AI labs and independent experts should use this pause to jointly develop and implement a set of shared safety protocols for advanced AI design and development that are rigorously audited and overseen by independent outside experts. These protocols should ensure that systems adhering to them are safe beyond a reasonable doubt.[4] This does not mean a pause on AI development in general, merely a stepping back from the dangerous race to ever-larger unpredictable black-box models with emergent capabilities.
Again, we’re talking about a project that has so much potential that corporations and governments almost feel compelled to get on board even though it could lead to humans becoming “obsolete” and we could “risk loss of control of our civilization.” These are not idle threats either. Once AI is woven into our computers, our military, and our infrastructure, all bets are off because we’re not just talking about a computer program, we’re talking about something more akin to an alien intelligence that surpasses our own. Humans being what they are, you can be sure that malevolent AI deliberately designed to hurt us will be created. However, even when we create AI designed to serve us, that doesn’t mean that’s what it will decide to do.
In fact, it reminds me of playing Dungeons and Dragons. I played the game a lot in high school and in my twenties. We had a nice sized crew of people and I remember running a campaign for the group once that featured something called a “wishing imp.” My players were initially thrilled to get their hands on it because it actually gave them whatever they wished for. Sounds great, right? Of course, there was a hitch. The wishing imp twisted every wish to harm the person making it. Just to give you an example of how it worked, one of the first wishes the players made was for a “powerful magic weapon.” It immediately appeared and it was indeed quite powerful. Unfortunately, it happened to belong to an extremely powerful demon who showed up soon after to maul the whole group for “stealing” his weapon. It went on and on like this for a while. The players would make ever more detailed wishes, trying to get around the cursed way the wishing imp twistest their wishes and I’d find a different way to screw them each time.
This could very well be exactly what AI is like. Integrated into everything, capable of running circles around us at will, and… what happens then? How do we treat species dumber than we are? Certainly, some have it better than others. A lot of dogs and cats even have it pretty good. Not all of them though. How about pigs? Cows? Roaches? Termites? We may be building our own replacements and we would be wise to spend more time thinking about how to make sure that’s not the case before we end up like the turkeys in November just starting to realize their “friend” the farmer may not be bringing them more food this time.

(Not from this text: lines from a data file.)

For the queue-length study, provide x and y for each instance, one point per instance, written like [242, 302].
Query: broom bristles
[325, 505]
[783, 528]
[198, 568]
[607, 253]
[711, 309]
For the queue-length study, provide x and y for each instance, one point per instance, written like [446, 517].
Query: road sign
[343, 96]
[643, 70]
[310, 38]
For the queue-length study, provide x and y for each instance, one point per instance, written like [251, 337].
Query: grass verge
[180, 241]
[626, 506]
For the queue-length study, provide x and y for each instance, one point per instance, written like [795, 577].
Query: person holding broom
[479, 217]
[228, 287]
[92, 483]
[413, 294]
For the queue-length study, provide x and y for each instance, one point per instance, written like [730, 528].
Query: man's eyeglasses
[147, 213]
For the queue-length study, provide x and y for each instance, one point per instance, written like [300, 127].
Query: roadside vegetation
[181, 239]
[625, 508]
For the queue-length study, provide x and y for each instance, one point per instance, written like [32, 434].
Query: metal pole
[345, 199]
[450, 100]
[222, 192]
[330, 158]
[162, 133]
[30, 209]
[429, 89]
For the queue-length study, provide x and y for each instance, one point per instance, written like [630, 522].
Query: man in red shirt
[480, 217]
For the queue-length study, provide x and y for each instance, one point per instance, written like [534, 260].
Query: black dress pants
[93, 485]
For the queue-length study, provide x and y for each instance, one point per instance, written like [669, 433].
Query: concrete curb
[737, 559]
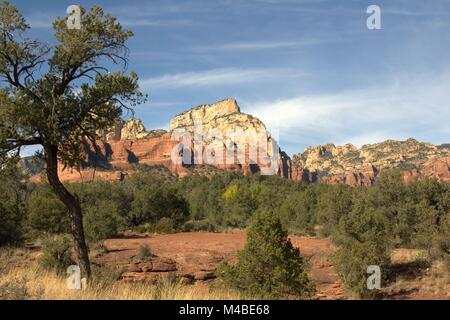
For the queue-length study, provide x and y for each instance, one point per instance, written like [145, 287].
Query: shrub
[363, 240]
[163, 226]
[154, 199]
[46, 213]
[269, 266]
[144, 252]
[103, 276]
[102, 220]
[56, 254]
[12, 192]
[198, 225]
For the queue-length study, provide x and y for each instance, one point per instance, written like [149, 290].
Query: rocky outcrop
[217, 135]
[350, 165]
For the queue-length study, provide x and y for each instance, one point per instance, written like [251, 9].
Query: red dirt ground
[203, 251]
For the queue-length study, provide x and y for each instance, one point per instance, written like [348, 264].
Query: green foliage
[363, 240]
[12, 193]
[56, 254]
[144, 252]
[46, 213]
[269, 266]
[154, 199]
[102, 220]
[298, 212]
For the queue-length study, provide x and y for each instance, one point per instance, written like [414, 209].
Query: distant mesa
[219, 136]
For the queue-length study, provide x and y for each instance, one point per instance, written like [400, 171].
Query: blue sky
[310, 69]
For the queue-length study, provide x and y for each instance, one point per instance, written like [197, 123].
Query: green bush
[56, 254]
[12, 194]
[102, 220]
[46, 213]
[269, 266]
[363, 240]
[163, 226]
[144, 252]
[198, 225]
[154, 199]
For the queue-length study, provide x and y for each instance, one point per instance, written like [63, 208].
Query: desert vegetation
[365, 224]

I liked the message of "I, Robot" - the Will Smith version. VIKI wasn't inherently evil, she just wanted the safest and most helpful environment for humans. And, anyone who opposed that goal was the Bad One.

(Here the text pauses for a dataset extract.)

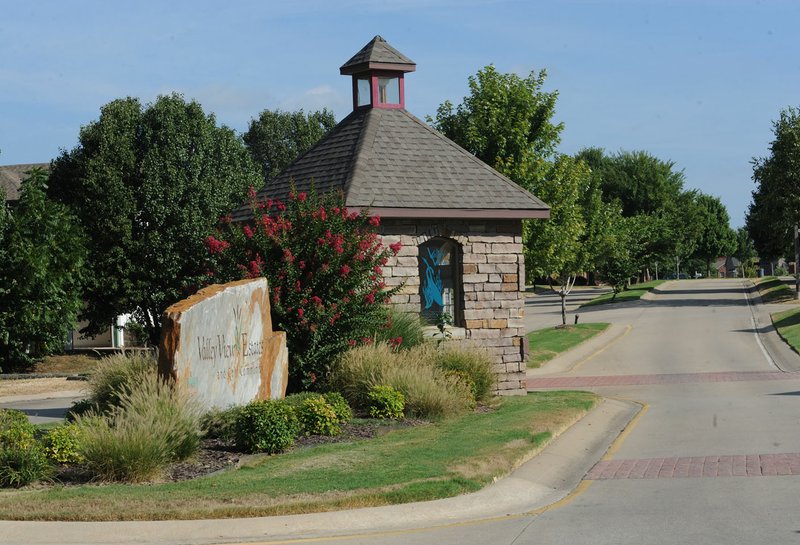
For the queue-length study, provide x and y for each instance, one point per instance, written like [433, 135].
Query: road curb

Hey, John, what's the deal? My email notification from you had a Gmail security alert with a big bold red box above the title of this post claiming "This message seems dangerous. The sender's account may have been compromised. Avoid clicking links, downloading attachments or replying with personal information. If you know the sender, consider alerting them (but avoid replying to this email). All the embedded stuff was blanked out, I couldn't like, or open any links until I clicked the "looks safe" box in the screaming red warning. Has anyone else reported this to you, or is Gmail messing with you?